Contrasting female-male mortality ratios after routine vaccinations with pentavalent vaccine versus measles and yellow fever vaccine. A cohort study from urban Guinea-Bissau
•Vaccines have sex-differential non-specific effects affecting mortality.•The transition from DTP to measles vaccine lowers female/male mortality ratio.•Penta recently replaced DTP and yellow fever vaccine is now given with measles vaccine.•Pentavalent vaccine is associated with 73% higher female than male mortality.•Yellow fever and measles vaccine are associated with lower female mortality. In addition to protection against the target diseases, vaccines may have non-specific effects (NSEs). Measles vaccine (MV) has beneficial NSEs, providing protection against non-measles deaths, most so for girls. By contrast, though protecting against diphtheria, tetanus and pertussis, DTP vaccine is associated with increased female mortality relative to male mortality. In 2008, Guinea-Bissau replaced DTP with the DTP-containing pentavalent vaccine (Penta; DTP-H. influenza type B-Hepatitis B) at 6, 10 and 14weeks and yellow fever vaccine (YF) was to be given with MV. We investigated possible sex-differential mortality rates following Penta and MV+YF vaccination. Bandim Health Project (BHP) registers vaccines given by the three government health centres in the study area and vital status through demographic surveillance.
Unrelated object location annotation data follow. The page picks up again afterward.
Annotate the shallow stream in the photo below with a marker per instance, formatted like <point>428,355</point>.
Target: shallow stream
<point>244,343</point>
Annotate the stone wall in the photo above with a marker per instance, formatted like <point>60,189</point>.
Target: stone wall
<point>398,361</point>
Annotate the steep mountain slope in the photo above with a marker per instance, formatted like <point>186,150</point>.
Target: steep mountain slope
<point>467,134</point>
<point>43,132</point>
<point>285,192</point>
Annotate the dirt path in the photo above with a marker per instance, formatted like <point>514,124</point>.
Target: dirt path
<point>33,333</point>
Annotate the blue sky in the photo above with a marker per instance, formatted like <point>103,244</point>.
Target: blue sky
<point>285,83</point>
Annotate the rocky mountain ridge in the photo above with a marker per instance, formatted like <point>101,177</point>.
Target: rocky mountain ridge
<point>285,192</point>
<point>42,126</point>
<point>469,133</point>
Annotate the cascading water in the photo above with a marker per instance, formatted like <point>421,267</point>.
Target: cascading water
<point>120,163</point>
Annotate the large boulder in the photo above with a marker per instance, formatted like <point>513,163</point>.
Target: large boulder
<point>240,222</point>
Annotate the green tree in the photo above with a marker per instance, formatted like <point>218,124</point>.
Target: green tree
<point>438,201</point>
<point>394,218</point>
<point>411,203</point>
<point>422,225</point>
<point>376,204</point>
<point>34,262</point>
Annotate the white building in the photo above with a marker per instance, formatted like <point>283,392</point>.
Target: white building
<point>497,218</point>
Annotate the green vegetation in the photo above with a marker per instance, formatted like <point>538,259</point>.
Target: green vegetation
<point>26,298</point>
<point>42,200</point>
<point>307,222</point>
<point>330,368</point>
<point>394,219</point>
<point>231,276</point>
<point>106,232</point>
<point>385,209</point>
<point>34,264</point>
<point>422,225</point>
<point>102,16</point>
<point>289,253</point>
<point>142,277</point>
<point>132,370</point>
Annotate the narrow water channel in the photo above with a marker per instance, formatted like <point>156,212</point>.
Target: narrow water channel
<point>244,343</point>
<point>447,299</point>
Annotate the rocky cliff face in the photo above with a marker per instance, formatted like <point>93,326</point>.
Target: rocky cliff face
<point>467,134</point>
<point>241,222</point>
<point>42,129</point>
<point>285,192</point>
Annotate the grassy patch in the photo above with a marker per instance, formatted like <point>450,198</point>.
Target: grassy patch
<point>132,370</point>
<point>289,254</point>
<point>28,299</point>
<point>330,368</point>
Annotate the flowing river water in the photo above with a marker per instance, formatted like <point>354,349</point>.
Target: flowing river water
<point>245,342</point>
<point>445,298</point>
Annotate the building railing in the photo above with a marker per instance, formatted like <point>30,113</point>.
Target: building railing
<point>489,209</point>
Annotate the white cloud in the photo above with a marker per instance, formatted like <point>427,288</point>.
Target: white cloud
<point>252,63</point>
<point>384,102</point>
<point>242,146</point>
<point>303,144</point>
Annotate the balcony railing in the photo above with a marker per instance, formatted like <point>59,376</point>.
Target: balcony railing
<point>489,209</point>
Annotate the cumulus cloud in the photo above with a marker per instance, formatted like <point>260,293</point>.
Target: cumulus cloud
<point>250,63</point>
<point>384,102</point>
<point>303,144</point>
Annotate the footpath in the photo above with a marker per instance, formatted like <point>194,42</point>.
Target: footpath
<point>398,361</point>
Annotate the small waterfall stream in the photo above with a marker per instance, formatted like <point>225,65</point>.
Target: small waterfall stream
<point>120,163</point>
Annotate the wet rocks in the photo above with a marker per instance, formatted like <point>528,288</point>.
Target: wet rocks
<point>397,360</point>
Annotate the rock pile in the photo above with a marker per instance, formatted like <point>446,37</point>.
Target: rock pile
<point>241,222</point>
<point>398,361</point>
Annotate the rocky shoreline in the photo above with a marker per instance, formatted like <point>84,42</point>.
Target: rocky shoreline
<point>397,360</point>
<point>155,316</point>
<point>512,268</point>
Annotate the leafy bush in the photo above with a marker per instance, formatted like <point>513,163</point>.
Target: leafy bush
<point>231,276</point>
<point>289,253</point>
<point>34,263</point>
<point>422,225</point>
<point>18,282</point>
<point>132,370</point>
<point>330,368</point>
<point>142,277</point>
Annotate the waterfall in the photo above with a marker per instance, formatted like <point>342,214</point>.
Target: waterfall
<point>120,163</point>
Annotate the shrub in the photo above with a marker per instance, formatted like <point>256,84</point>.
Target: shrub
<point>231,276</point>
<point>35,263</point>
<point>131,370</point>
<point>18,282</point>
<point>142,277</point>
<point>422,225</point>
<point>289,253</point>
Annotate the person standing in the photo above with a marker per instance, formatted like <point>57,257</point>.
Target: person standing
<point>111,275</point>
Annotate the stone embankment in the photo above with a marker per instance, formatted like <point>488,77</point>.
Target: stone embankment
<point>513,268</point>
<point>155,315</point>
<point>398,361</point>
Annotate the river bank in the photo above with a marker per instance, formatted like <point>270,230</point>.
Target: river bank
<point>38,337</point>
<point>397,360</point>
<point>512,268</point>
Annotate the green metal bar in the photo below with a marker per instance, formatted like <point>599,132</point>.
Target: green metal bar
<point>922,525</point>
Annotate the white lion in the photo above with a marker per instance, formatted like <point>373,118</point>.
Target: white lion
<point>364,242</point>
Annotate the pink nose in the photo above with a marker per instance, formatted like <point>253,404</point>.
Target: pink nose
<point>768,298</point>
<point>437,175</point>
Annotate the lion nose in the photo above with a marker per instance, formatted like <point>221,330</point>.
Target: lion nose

We assessed the association between sex and mortality by vaccination status in Cox proportional hazards models with age as underlying timescale. Follow-up was censored at a subsequent vaccination contact or after 6months of follow-up. Between September 2008 and April 2011, we registered 23,448 vaccination contacts for children aged 42–365days; 17,313 were for Penta and 3028 for MV (2907 co-administered with YF). During follow-up 112 children died. The female/male mortality rate ratio was 1.73 (1.11–2.70) following Penta and 0.38 (0.12–1.19) after MV (p=0.02 for same effect). Adjusting for maternal education or weight-for-age at the time of vaccination did not change the estimates. Penta appears to have the same negative effects on mortality as those seen for DTP. Assessing post-vaccination mortality for boys and girls is necessary to improve the vaccination programme.